Analysis of results of concurrent hearing and deafness genetic screening and follow up of 33 911 newborns.
10.3760/cma.j.cn511374-20200322-00189
- Author:
Jie LEI
1
;
Luhao HAN
;
Xi DENG
;
Min LONG
;
Yanwei XIAO
;
Xiaowen LIN
;
Jing ZHANG
Author Information
1. Department of Clinical Laboratory, Shenzhen Nanshan Maternity and Child Health Care Hospital, Shenzhen, Guangdong 518067, China. ZhangJing_NSFY@outlook.com.
- Publication Type:Journal Article
- MeSH:
China/epidemiology*;
DNA Mutational Analysis;
Deafness/genetics*;
Follow-Up Studies;
Genes/genetics*;
Genetic Testing/statistics & numerical data*;
Hearing/genetics*;
Hearing Tests/statistics & numerical data*;
Humans;
Infant, Newborn;
Mutation;
Neonatal Screening
- From:
Chinese Journal of Medical Genetics
2021;38(1):32-36
- CountryChina
- Language:Chinese
-
Abstract:
OBJECTIVE:To analyze the results of concurrent hearing and deafness genetic screening and follow up of newborns.
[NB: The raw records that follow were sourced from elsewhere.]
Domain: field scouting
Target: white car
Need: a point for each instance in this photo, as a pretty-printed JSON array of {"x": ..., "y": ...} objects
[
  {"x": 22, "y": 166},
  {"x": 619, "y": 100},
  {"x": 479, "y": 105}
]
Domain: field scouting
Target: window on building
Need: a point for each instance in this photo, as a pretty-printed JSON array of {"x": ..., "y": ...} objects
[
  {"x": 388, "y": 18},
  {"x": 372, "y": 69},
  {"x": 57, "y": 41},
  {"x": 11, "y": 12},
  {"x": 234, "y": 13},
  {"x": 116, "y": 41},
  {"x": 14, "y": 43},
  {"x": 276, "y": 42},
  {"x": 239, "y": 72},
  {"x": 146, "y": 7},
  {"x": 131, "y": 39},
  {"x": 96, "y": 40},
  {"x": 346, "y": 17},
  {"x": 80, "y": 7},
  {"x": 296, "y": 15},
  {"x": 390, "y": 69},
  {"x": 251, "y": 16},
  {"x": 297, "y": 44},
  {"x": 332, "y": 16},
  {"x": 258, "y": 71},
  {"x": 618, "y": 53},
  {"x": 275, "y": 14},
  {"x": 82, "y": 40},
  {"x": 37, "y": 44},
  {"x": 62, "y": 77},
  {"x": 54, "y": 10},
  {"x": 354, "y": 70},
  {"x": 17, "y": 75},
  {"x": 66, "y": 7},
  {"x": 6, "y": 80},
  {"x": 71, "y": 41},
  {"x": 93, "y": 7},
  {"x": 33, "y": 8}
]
METHODS:In total 33 911 babies born to 5 designated hospitals in Nanshan District of Shenzhen city from October 2017 to December 2019 were included. All subjects underwent concurrent hearing and deafness genetic screening covering 21 variants of 4 genes including GJB2, SLC26A4, GJB3 and Mt12SrRNA. For those with positive results, Sanger sequencing was carried out for confirmation.
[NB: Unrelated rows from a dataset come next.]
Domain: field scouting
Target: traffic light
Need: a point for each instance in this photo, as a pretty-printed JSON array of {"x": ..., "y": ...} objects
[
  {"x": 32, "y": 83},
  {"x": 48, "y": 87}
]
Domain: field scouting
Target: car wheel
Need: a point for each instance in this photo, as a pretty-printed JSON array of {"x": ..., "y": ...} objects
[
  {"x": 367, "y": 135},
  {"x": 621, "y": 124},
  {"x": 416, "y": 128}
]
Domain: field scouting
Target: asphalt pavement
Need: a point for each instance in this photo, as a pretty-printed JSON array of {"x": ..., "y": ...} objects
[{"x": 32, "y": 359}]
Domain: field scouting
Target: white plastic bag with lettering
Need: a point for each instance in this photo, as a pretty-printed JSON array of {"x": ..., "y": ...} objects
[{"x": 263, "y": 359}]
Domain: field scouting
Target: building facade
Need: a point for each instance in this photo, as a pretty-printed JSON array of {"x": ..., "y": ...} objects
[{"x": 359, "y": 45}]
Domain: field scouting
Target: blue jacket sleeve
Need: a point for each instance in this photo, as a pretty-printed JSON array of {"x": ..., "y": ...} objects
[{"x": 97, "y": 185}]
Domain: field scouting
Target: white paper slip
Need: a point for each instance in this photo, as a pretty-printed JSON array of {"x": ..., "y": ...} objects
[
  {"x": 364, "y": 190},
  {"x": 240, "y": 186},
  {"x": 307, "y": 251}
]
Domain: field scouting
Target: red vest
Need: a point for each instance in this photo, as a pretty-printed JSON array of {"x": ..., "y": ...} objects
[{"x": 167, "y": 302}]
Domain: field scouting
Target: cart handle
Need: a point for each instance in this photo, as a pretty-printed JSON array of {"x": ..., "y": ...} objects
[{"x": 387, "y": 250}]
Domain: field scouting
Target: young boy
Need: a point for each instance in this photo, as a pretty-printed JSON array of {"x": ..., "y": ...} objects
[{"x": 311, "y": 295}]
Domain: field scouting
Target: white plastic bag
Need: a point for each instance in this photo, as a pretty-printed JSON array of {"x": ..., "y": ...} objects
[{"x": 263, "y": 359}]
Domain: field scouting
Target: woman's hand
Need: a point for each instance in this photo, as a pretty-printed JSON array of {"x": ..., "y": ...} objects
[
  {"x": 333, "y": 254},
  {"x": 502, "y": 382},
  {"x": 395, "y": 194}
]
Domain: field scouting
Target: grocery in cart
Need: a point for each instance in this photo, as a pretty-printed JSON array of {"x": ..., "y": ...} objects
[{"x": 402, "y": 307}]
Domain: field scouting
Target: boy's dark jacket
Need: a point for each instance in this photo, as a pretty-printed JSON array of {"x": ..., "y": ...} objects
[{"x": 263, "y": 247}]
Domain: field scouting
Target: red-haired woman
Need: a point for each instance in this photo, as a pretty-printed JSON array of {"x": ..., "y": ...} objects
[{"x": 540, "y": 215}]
RESULTS:93.32% subjects passed the first-round hearing screening, and 87.01% passed the recheck testing. The overall detection rate was 4.18%. The detection rates for GJB2, SLC26A4, GJB3 and Mt12srRNA variants were 1.98%, 1.58%, 0.37% and 0.25%, respectively. 126 and 84 subjects were found with high risk for delayed-onset and drug-induced hearing loss, respectively. In addition, 4 and 5 subjects were found to harbor homozygous/compound heterozygous variants of the GJB2 and SLC26A4 genes, respectively. Concurrent screening showed that subjects (with heterozygous variants) who did not passed the two round hearing test were as follows: GJB2 with 6.75% in the first round and 2.61% in the second round testing, SLC26A4 (3.3%/1.2%), GJB3 (0.72%/0.14%) and 12SrRNA (0.36%/Nil), respectively. Moreover, the No-pass rate in the subjects with homozygous or compound variants in single gene, heterozygous variant in single gene, heterozygous variant in multiple genes, and homozygous variant in GJB3 gene were significantly higher than the subjects with negative results of genetic screening.
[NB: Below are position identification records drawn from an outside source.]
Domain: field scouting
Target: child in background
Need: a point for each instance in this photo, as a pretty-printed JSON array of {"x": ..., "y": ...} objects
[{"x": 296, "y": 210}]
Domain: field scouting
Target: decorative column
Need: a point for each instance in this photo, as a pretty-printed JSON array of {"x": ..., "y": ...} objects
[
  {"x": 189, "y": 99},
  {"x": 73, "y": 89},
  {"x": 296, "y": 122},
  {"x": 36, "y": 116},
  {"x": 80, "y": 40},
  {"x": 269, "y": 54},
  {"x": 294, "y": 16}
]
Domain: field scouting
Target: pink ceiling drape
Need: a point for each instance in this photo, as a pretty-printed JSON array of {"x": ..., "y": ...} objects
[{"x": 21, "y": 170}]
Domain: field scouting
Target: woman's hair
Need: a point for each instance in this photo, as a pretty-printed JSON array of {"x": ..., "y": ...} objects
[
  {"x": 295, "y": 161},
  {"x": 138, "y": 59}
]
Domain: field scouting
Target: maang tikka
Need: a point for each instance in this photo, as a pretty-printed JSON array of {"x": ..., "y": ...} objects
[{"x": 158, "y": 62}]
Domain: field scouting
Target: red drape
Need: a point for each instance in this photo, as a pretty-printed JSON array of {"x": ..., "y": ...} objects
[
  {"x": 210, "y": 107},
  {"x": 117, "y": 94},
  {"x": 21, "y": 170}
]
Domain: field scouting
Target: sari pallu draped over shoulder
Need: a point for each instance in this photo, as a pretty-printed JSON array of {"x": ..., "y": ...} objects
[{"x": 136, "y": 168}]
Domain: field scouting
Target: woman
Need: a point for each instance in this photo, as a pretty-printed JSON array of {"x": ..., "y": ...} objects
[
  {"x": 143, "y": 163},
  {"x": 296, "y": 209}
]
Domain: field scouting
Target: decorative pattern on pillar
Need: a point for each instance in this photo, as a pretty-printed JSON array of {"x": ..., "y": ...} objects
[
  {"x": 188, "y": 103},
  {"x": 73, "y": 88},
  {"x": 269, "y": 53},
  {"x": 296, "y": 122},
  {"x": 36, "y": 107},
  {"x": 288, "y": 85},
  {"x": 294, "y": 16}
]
CONCLUSION:Concurrent newborn genetic screening can enhance the effectiveness of hearing screening and enable earlier identification and intervention for children with hearing impairment. Follow-up can improve the diagnostic rate for children who are positive for the concurrent screening. Nevertheless, genetic and hearing screening cannot replace the diagnostic testing. It is necessary to conduct comprehensive analysis for the results of genetic and hearing screening and radiological examinations. Sanger sequencing and next-generation sequencing are critical for ascertain the diagnosis.